2020 Members
On this page, you'll find a list of current Triangle SinC members, brief bios and links to their blogs and websites. Please also take a look at the TSinC Books page for the latest news on members' current or forthcoming books, appearances, and signing events.
Ellery Adams/Jennifer Stanley- New York Times bestseller author Ellery Adams has written over thirty novels and can’t imagine spending a day away from the keyboard. Ms. Adams, a Native New Yorker, has had a lifelong love affair with stories, food, rescue animals, and large bodies of water. When not working on her next novel, she bakes, gardens, spoils her three cats, and wastes far too much time on Pinterest. She lives with her husband and two children (aka the Trolls) in central North Carolina. Her current series include the Book Retreat Mysteries and the Secret, Book, and Scone Society Mysteries published with Kensington, as well as several other cozy mysteries published by Berkeley Prime Crime and Beyond the Page.
Esme Addison Ever since Esme discovered Nancy Drew, she's wanted to solve mysteries. As a mystery author, she's finally found a way to make that dream come true. A former military spouse, Esme lives in Raleigh, NC with her husband and three boys. When she's not writing, you can find her visiting B&Bs, breweries, wineries, and historical sites. Her debut mystery, A Spell For Trouble, will be released by Crooked Lane in May 2020.
JD Allen's Sin City Investigations series launched with 19 Souls earlier this year. She is a Mystery Writers of America Freddie Award-winner. She has short stories in the Anthony Award-winning anthology, Murder under the Oaks as well as Carolina Crimes: 20 Tales of Need, Greed, and Dirty Deeds. She's served on the Bouchercon National Board, and belongs to MWA and PI Writers of America,. JD is chapter President. She’s an Ohio State Univ. alum with a degree in forensic anthropology and a creative writing minor.
Maria Elena Alonso-Sierra is the award-winning author of two romantic suspense novels, The Coin and The Book of Hours. She holds a Masters in English literature and has worked as a professional dancer, singer, journalist, and literature teacher. When not writing, she roams around to discover new places to set her novels.

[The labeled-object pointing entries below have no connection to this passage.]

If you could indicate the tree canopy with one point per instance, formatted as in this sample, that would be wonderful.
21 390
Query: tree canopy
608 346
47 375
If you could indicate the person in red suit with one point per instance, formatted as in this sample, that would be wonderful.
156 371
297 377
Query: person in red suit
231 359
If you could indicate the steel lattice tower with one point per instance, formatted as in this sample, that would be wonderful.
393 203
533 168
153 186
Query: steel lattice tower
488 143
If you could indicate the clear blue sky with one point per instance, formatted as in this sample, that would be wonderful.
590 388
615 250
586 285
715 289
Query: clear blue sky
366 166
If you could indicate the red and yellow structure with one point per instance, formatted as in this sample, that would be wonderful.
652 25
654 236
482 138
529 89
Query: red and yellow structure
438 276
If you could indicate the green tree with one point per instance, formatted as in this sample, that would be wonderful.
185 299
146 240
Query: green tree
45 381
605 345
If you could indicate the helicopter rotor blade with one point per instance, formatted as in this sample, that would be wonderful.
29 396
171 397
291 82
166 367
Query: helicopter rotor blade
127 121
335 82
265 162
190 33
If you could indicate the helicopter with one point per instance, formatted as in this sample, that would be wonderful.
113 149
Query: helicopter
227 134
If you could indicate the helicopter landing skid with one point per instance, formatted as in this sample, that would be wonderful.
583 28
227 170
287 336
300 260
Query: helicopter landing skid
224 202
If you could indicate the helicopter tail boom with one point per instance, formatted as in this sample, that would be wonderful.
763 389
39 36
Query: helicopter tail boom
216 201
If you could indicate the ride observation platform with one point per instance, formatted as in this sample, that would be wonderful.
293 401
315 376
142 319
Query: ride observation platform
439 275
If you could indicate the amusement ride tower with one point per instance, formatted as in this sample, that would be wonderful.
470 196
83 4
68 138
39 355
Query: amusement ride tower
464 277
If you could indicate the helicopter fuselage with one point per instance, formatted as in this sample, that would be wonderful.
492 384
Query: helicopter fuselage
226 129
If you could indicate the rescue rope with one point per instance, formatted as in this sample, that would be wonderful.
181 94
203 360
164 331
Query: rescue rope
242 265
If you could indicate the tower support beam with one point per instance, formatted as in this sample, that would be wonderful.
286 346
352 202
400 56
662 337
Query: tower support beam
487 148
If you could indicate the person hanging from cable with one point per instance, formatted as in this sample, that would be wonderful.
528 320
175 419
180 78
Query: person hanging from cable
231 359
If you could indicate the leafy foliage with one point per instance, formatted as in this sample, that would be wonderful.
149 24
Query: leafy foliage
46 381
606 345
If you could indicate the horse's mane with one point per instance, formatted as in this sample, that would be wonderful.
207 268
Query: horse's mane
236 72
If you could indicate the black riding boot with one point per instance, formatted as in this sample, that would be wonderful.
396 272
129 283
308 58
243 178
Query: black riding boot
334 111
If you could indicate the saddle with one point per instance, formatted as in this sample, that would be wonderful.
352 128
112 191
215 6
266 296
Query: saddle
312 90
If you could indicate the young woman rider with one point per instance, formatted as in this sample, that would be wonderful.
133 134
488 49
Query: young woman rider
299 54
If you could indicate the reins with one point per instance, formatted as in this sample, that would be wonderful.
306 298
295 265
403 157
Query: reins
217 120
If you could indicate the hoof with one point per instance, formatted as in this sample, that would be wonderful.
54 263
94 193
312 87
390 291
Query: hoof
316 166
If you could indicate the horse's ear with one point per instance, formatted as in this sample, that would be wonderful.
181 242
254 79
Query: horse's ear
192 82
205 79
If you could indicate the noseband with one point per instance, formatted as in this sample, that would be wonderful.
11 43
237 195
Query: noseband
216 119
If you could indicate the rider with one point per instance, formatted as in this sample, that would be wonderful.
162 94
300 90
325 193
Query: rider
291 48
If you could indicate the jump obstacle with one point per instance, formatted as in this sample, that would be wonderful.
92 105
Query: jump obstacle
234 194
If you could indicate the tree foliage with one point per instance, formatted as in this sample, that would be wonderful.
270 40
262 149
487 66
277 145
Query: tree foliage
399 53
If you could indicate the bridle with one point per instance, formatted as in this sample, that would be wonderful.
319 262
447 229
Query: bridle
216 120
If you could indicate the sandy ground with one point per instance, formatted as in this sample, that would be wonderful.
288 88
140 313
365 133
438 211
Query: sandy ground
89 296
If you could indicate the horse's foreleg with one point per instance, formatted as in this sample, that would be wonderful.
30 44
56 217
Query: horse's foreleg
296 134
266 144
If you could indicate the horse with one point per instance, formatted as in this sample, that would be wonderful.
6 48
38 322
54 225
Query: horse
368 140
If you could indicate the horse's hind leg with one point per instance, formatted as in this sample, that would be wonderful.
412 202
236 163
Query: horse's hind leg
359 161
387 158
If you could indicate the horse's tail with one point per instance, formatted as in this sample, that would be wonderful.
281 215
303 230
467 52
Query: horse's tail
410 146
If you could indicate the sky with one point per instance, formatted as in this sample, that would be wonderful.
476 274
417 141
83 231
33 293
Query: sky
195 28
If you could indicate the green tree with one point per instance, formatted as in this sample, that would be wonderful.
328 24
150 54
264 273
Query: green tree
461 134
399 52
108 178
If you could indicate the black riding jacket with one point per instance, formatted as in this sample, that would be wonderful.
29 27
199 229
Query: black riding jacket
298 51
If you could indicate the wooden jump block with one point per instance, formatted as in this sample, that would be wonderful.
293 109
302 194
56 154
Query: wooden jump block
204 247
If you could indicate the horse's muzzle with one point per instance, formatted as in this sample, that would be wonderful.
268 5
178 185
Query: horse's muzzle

Sue Anger has worked in magazine publishing, marketing content, and developmental editing. She loves to help small businesses and nonprofits develop digital marketing strategies. Her current fiction includes a historical mystery set in North Carolina. When she’s not out fighting for the underdog, she loves to go sailing with her buds.
Sharon Bader
Elisabeth Benfey
Tammy Bird is a suspense/thriller writer living in Wendell, North Carolina with her wife and two cats. Her work is rarely defined as sweet or cozy, and she likes it that way. She is not here for sweet or cozy. She is here for psychologically hard and gritty and real.
You can connect with Tammy on FaceBook at https://www.facebook.com/tammybirdauthor/, Instagram @tammybirdauthor, and Twitter @Tammy_Bird. You can also visit her website at https://tammybird.com.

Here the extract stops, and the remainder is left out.